As reported by the Telegraph,
The communist head of state, who tried repeatedly to avoid the inevitable punishing terms of an EU bailout by seeking credit from Russia, said that the policies imposed by the bloc's richer members had been counter-productive, AFP reported. 
"It must be admitted that policies implemented on a pan-European level have not succeeded in providing a solution to the economic problems created by the crisis," Christofias said in a televised new year's message. 
"On the contrary, they have recycled and worsened economic and social injustice," he added....
Please re-read the highlighted text as your humble blogger has been making this point about the policies that have been implemented since the beginning of the financial crisis.
Christofias said the picture painted by many European countries in trouble does "not honour" the European Union. 
"The future of a United Europe cannot be poverty, deprivation, unemployment and homelessness."
This is not just the future of countries in the EU, but also any country in trouble so long as banks book capital levels are protected and banks do not absorb the losses on the excess debt that the borrower will never be able to repay.
Christofias said the EU's "one-sided" approach has failed to achieve growth in those recession-hit countries it has tried to help.
 Exactly as your humble blogger has predicted.
"A different approach is needed which will emphasise development, social cohesion and true solidarity within the Union. It is with sadness that we observe the absence of such policies."
This approach is the Swedish Model.  By making the banks absorb the losses, capital is not diverted from the real economy for debt service on the excess debt.  This allows the capital to be reinvested in economic development and social programs.
Nicosia requested a bailout in June when its two largest Greek-exposed banks asked for assistance after failing to meet EU capital buffer criteria.
Regular readers know that bank book capital is meaningless in the absence of ultra transparency.  It is only when banks disclose on an ongoing basis their current global asset, liability and off-balance sheet exposure details that market participants can assess a bank's true level of capital.

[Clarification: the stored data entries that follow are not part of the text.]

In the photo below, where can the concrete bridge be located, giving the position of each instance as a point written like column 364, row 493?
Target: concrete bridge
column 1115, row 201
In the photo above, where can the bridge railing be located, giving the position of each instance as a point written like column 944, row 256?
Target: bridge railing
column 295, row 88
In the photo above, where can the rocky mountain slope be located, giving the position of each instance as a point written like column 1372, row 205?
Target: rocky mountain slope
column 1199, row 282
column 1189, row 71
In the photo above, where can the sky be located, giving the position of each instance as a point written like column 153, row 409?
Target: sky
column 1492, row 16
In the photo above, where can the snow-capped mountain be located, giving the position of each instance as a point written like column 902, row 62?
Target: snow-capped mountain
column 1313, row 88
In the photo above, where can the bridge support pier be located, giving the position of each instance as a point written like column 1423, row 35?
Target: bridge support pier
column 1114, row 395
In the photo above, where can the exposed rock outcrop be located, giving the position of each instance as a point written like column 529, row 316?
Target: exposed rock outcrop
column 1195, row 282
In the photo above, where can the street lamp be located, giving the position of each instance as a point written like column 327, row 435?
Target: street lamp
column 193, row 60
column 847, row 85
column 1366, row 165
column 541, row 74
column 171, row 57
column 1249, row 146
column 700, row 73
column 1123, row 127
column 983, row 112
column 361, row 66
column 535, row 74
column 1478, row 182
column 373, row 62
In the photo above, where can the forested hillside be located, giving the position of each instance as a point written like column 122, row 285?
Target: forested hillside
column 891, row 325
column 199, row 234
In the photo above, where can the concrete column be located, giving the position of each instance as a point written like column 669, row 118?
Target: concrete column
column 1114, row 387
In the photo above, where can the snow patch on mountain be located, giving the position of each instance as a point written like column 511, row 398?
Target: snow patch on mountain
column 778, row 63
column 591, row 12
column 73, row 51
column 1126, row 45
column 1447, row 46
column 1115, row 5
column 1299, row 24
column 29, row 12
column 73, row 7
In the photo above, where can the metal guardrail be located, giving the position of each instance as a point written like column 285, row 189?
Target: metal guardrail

Otherwise, with 'extend and pretend' and suspension of mark-to-market accounting, bank book capital levels are meaningless.

It is one of your humble blogger's peeves that banks are asking for bailouts from their sovereigns for failure to meet a regulators' meaningless capital ratio and that this in turn results in the adoption of austerity policies and changes to the social contract.

Why is a sovereign's limited access to capital being used to formally bailout the banks when through deposit insurance the taxpayers are already the silent equity partner?